ADAM SCHAFT HAT ANGST wäre kein Kreisler Stück, würde es nicht vor pechschwarzen Pointen und nur vordergründig harmlosen Wortspielereien strotzen. In Christoph Batscheiders Inszenierung steht mit Marcus Marotte ein erfahrener Mime an vorderster Bühnen-Front, der die Titelpartie des in die Jahre gekommenen Künstlers mit entspannter Nonchalance transportiert. Hier ist einer, der hat den Zenit seiner Karriere bereits überschritten, und zieht jetzt sein giftig-wehmütiges Fazit. Dabei geht Adam Schaf mit viel scharfsinniger Ironie vor.

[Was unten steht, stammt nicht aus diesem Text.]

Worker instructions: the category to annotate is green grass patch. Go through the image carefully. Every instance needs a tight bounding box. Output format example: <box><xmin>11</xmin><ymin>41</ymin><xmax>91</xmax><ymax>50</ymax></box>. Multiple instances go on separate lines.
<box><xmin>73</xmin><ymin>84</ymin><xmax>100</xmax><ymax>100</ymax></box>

In heiter klingenden Chansons demaskiert der Kreisler-Gedankensproß die gutbürgerliche Gesellschaft nach dem Krieg: Auf dem „Weg zur Arbeit“ grüßt er freundlich die Verkäuferin der Zeitung. Sie wurde freigesprochen, es war ja nur ihr Mann, der in der SS war. Obwohl, Adam Schaf hält kurz inne, sie wusste ja schon was da vor sich ging. Genauso fröhlich grüßt er auch Herrn Navratil, den Friseurgehilfen, der war bei der SS, oder war es doch die SA? Immer näher kommt Adam Schaf seiner ungeliebten Arbeit in der Kanzlei, immer länger wird die Liste der Kriegsverbrecher und Augenverschließer, denen er gutgelaunt in ihrem neuen-alten Alltag zuwinkt als wäre nichts gewesen. Ein Thema, dass den Künstler Kreisler beschäftigte und sich wie ein roter Faden durch sein Œuvre zieht. Es ist ein bisschen so wie im Mittelalter mit den berühmten Narren, die alles sagen durften, weil sie ja nur Spaßmacher waren. Der Chanson mit der Narrenkappe am Kopf genießt ähnliche Freiheiten und die zelebrierte Kreisler wie kein anderer. Dabei ist die Sprachmelodik, die durch penibel arrangierte Worte entsteht, entscheidend. Temporeich oder gemütlich flaniert Marcus Marotte in seiner Rolle durch die unterschiedlichen semantischen Satzstrukturen und bringt sie im adäquaten Tonfall, mit zahlreichen ironischen Seitenhieben, an das Publikum. Die sarkastischen Pointen werden obendrein noch durch passende Gestiken und eine fein abgestimmte Physis akzentuiert.

Menschlicher Prototyp

Alsbald stellt sich die Frage: Ist Adam Schaf der ‚Otto Normalverbraucher‘ und oft bemühte ‚kleine Mann‘ des letzten Jahrhunderts: Der Prototyp des Menschen als ängstliches Schaf? Freilich mag das Zufall sein, ängstlich ist dieser Adam aber ganz gewiss. Nur gespielt heiter intoniert er mit dem Pianisten am Klavier (Fabio Buccafusco) die nur scheinbar fröhlichen Melodien und die offensichtlich nachdenklichen Passagen. Dazwischen gerät der Protagonist in melancholisches Philosophieren. Stolz listet er die Stationen seiner Karriere auf, die von einer deutschen Kleinstadt in die nächsten führte, es könnten auch Dörfer gewesen sein. Im gleichen Atemzug demaskiert er seine eigene Fröhlichkeit und gibt sich ungeniert seinem resigniertem Schwermut hin. Die Chansons und Texte regen wie keine anderen zum Lachen an und strotzen nur so vor intelligenter Tiefe. So viel pointierte Offenheit ist vermutlich einer der effektivsten Spiegel der Gegenwart. Mit mal spöttischer, mal zweifelnder Adam-Schaf-Miene und beständiger Rollentreue mimt Marcus Marotte den resigniert Zweifelnden und verzweifelt Resignierenden – der auch den einen oder anderen dialektalen Einwurf nicht missen lässt.

Zeitsprünge

Das charmante Ambiente des Sonderbar-Foyers im Schauspielhaus Salzburg bietet das perfekte Setting für Christoph Batscheiders spitzzüngiges Ein-Mann-Musical ADAM SCHAF. Zwischendurch folgen zeitgenössische Einsprengsel, die den Anschluss an das Hier und Jetzt knüpfen. So wird ein Onassis in „Sie sind so mies“ kurzerhand mit Donald Trump ersetzt und Nixon mit Erdogan. Die dramaturgischen Strukturen geraten dadurch allerdings ein wenig ins Straucheln. Denn, den zeitlichen Aspekt weitergesponnen, wenn Adam Schaf in der Phase des Dritten Reichs bereits ein Erwachsener war, und davon ist bei Kreisler auszugehen, dann wäre er aktuell kein in die Jahre gekommener Vertreter seiner Zunft, sondern ein sehr, sehr, also wirklich sehr betagter Schauspieler. Abgesehen von dieser kleinen Inkongruenz ist ADAM SCHAF HAT ANGST allerdings ein absolut gelungenes Musical. Gerade weil es – ähnlich wie HEUTE ABEND: LOLA BLAU – so herrlich anders als die auf Hochglanz polierten und doch keine Aussage beinhaltenden Musicals der Gegenwart daherkommt, deren einzige Aufgabe darin besteht, extra für sie gebaute Häuser zu füllen. Füllen lässt sich übrigens auch die Sonderbar – im garantiert gemütlichen Rahmen.